193 gouvernements du monde entier se sont mis d'accord à Paris en 2015 pour limiter le réchauffement climatique à nettement moins de 2 degrés Celsius, si possible à 1,5 degré Celsius par rapport à l'ère préindustrielle. Le Groupe d'experts intergouvernemental sur l'évolution du climat (GIEC) a publié aujourd'hui un rapport spécial mettant en évidence les implications d'une limitation du réchauffement global à 1,5 degré. Pour arriver à ce résultat, le GIEC a procédé à une évaluation complète des études scientifiques sur ce sujet.
Le rapport montre qu'une augmentation supplémentaire de la température de la planète d'un demi degré seulement accroît considérablement l'impact du réchauffement planétaire. Avec une augmentation globale de 2 degrés les extrêmes de chaleur sont nettement plus marqués dans toutes les zones habitées qu'avec 1,5 degré. Il en va de même pour les fortes précipitations dans la plupart des régions et pour les sécheresses massives dans certaines régions. Les conséquences pour la biodiversité et les écosystèmes ainsi que pour la santé et les infrastructures seraient également plus graves. «En limitant le réchauffement de la planète à 1,5 degré, il est possible d'éviter de nombreux impacts négatifs du changement climatique par rapport à 2 degrés. Des études récentes le montrent», déclare Sonia Seneviratne, chercheuse en sciences du climat de l'école polytechnique fédérale de Zurich EPFZ et auteure principale du rapport spécial, et poursuit: «Nous en sommes maintenant à un réchauffement de la planète de 1 degré et les effets sont déjà clairement perceptibles. L'été 2018 l'a montré dans de nombreux endroits dans le monde et notamment en Suisse.»
Reconstruction profonde et émissions négatives
Afin de limiter le réchauffement climatique à 1,5 degré Celsius, le rapport indique que l'approvisionnement énergétique, l'industrie et les zones urbaines devront être radicalement restructurés au cours des deux prochaines décennies. Une action rapide étant en effet indispensable. De plus, pour réaliser cet objectif, des adaptations majeures des comportements et modes de vie sont nécessaires. «Beaucoup de ces changements présentent des avantages au-delà de leurs effets positifs sur le climat en contribuant à la réalisation d'autres objectifs mondiaux de développement durable», souligne Andreas Fischlin, vice-président du Groupe de travail II du GIEC et éditeur du rapport. Il est difficile d'évaluer si un tel développement est réalisable dans le court laps de temps disponible, dit M. Fischlin. «Des évolutions dans la société peuvent se produire très rapidement. Même si les mesures annoncées jusqu'à présent par les pays sont loin d'être suffisantes, l'objectif de 1,5 degré reste atteignable avec une réorganisation ciblée et continue.»
Tout retard dans l'adoption de mesures augmente non seulement les risques qui en découlent, mais limite aussi la marge de manœuvre pour la politique et la société et accroît la nécessité de produire des émissions négatives.

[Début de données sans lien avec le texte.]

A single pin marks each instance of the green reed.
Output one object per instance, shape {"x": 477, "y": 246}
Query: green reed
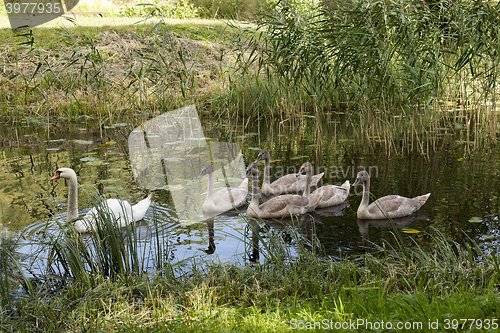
{"x": 386, "y": 283}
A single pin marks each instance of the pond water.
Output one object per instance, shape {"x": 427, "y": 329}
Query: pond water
{"x": 463, "y": 182}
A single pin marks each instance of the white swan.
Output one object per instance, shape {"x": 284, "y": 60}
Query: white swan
{"x": 280, "y": 206}
{"x": 331, "y": 195}
{"x": 224, "y": 199}
{"x": 286, "y": 184}
{"x": 393, "y": 206}
{"x": 121, "y": 210}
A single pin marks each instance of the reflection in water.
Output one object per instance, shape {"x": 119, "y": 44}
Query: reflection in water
{"x": 337, "y": 210}
{"x": 464, "y": 183}
{"x": 399, "y": 223}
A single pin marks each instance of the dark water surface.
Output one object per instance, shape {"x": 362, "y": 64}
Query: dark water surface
{"x": 464, "y": 183}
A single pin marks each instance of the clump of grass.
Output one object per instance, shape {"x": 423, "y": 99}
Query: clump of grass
{"x": 181, "y": 9}
{"x": 403, "y": 283}
{"x": 406, "y": 68}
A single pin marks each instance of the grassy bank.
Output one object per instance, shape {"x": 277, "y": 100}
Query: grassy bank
{"x": 401, "y": 73}
{"x": 400, "y": 286}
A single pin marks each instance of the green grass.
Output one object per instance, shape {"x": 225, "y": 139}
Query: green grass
{"x": 403, "y": 284}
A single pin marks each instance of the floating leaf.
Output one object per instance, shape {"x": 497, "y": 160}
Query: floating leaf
{"x": 108, "y": 143}
{"x": 410, "y": 231}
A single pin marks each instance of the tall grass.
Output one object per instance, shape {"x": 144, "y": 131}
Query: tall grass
{"x": 386, "y": 62}
{"x": 402, "y": 281}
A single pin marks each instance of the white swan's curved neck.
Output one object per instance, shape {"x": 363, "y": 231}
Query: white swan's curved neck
{"x": 72, "y": 199}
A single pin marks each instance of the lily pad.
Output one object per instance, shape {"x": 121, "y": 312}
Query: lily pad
{"x": 299, "y": 157}
{"x": 173, "y": 159}
{"x": 410, "y": 231}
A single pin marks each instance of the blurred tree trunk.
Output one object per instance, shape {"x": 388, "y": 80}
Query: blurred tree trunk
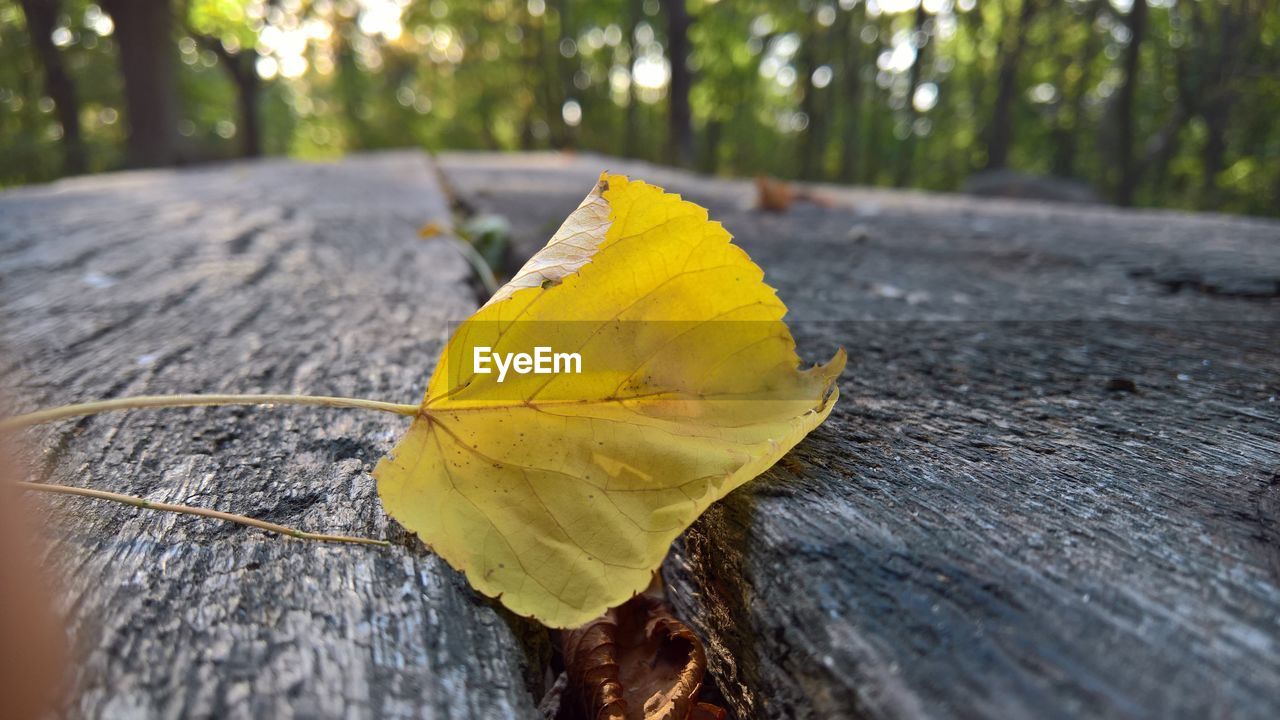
{"x": 1000, "y": 132}
{"x": 1129, "y": 171}
{"x": 41, "y": 21}
{"x": 680, "y": 117}
{"x": 144, "y": 32}
{"x": 1075, "y": 86}
{"x": 873, "y": 122}
{"x": 631, "y": 126}
{"x": 347, "y": 82}
{"x": 242, "y": 71}
{"x": 853, "y": 91}
{"x": 813, "y": 136}
{"x": 906, "y": 149}
{"x": 561, "y": 77}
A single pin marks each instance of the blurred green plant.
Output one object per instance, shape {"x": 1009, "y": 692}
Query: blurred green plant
{"x": 1159, "y": 103}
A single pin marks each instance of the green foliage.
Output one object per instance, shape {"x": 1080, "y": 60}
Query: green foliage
{"x": 836, "y": 90}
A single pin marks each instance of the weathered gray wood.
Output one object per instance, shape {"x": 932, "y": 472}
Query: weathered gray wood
{"x": 991, "y": 524}
{"x": 266, "y": 277}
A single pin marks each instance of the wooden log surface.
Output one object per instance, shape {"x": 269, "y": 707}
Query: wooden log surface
{"x": 266, "y": 277}
{"x": 1051, "y": 487}
{"x": 991, "y": 524}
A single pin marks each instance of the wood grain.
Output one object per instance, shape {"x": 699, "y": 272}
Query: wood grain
{"x": 268, "y": 277}
{"x": 1048, "y": 488}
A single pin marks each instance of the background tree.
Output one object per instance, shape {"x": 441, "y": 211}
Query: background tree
{"x": 41, "y": 23}
{"x": 1155, "y": 103}
{"x": 144, "y": 30}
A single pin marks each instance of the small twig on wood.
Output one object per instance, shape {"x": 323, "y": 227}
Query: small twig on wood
{"x": 146, "y": 401}
{"x": 200, "y": 511}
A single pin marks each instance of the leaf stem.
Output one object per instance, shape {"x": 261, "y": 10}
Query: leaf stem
{"x": 200, "y": 511}
{"x": 146, "y": 401}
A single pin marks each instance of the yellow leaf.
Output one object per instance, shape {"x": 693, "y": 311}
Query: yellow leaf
{"x": 561, "y": 493}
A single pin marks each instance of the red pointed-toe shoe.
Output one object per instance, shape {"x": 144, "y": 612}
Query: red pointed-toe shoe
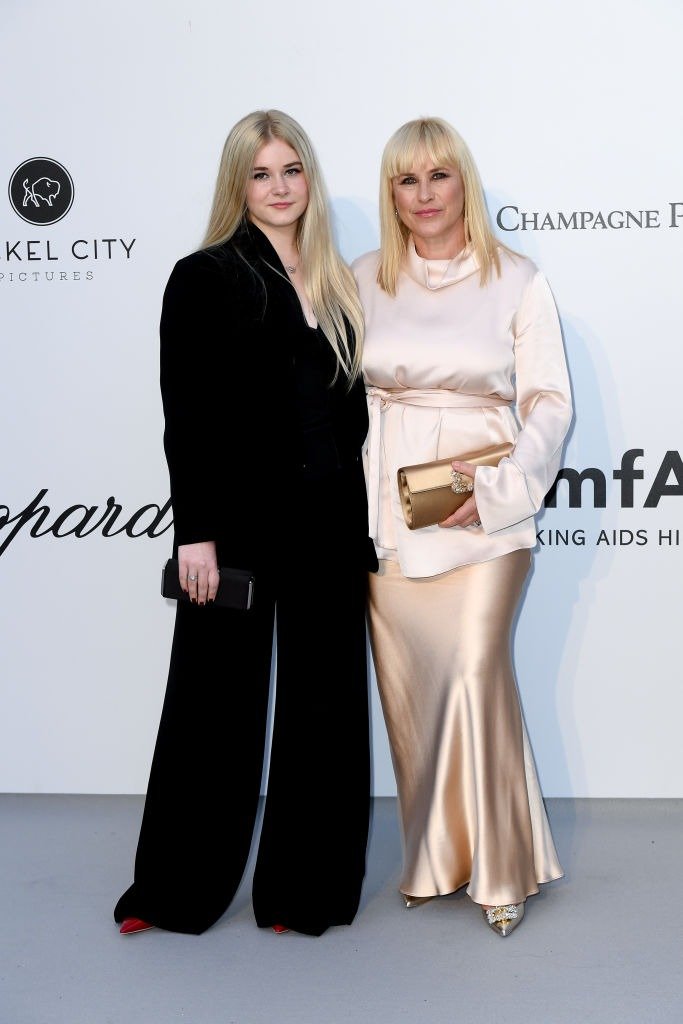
{"x": 132, "y": 925}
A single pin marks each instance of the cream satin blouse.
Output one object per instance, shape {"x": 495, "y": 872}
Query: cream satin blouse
{"x": 452, "y": 368}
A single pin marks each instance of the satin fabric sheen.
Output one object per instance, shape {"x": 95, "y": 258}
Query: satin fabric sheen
{"x": 469, "y": 798}
{"x": 452, "y": 366}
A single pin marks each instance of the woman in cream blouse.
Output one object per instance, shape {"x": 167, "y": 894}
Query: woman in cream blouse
{"x": 463, "y": 350}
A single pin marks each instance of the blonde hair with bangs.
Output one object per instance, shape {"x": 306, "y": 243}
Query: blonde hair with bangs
{"x": 328, "y": 280}
{"x": 445, "y": 147}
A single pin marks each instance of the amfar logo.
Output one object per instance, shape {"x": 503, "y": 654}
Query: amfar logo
{"x": 41, "y": 190}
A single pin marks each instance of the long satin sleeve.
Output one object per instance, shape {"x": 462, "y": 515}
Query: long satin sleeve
{"x": 514, "y": 491}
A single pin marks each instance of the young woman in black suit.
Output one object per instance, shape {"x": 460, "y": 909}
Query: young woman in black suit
{"x": 265, "y": 416}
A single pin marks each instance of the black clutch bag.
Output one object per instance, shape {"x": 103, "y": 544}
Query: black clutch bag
{"x": 236, "y": 589}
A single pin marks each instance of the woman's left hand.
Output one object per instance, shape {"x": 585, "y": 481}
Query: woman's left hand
{"x": 467, "y": 514}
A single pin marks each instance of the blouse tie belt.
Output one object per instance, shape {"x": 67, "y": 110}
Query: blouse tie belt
{"x": 381, "y": 398}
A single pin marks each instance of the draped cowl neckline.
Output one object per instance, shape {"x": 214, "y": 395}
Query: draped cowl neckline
{"x": 436, "y": 273}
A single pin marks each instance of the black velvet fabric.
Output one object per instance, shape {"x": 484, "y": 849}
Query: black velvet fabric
{"x": 264, "y": 458}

En effet, sans émissions négatives massives, une fois qu'un certain niveau de température a été atteint, celui-ci persiste pendant des siècles, voire des millénaires. Des émissions négatives peuvent être achevées à l'aide de systèmes techniques et biologiques qui éliminent le CO2 déjà émis dans l'air. Une fiche d'information également publiée aujourd'hui par ProClim, le Forum sur le climat de l'Académie des sciences naturelles, montre cependant - tout comme le Rapport spécial du GIEC – que dans ce contexte de nombreuses questions restent sans réponse.
La Suisse joue un rôle important
Par rapport à sa taille, la Suisse joue un rôle important. «La Suisse a une longue tradition en matière d'innovation et l'objectif du 1,5 degré offre de nombreuses opportunités dans ce domaine comme le développement de technologies respectueuses du climat qui peuvent être exportées», soulignent Seneviratne et Fischlin. Le secteur financier peut également jouer un rôle de pionnier, par exemple en rendant l'impact climatique des instruments financiers transparent. «Enfin, la direction dans laquelle le monde entier doit s'engager pour enrayer le changement climatique est claire: zéro émission nette de CO2», déclare Reto Knutti, chercheur en climatologie à l'EPFZ et président de ProClim: «Cela vaut indépendamment du fait que le réchauffement soit finalement limité à 1,5, 2 ou 3 degrés. Plus vite on arrive à zéro émission, moins le changement climatique et ses effets seront importants.»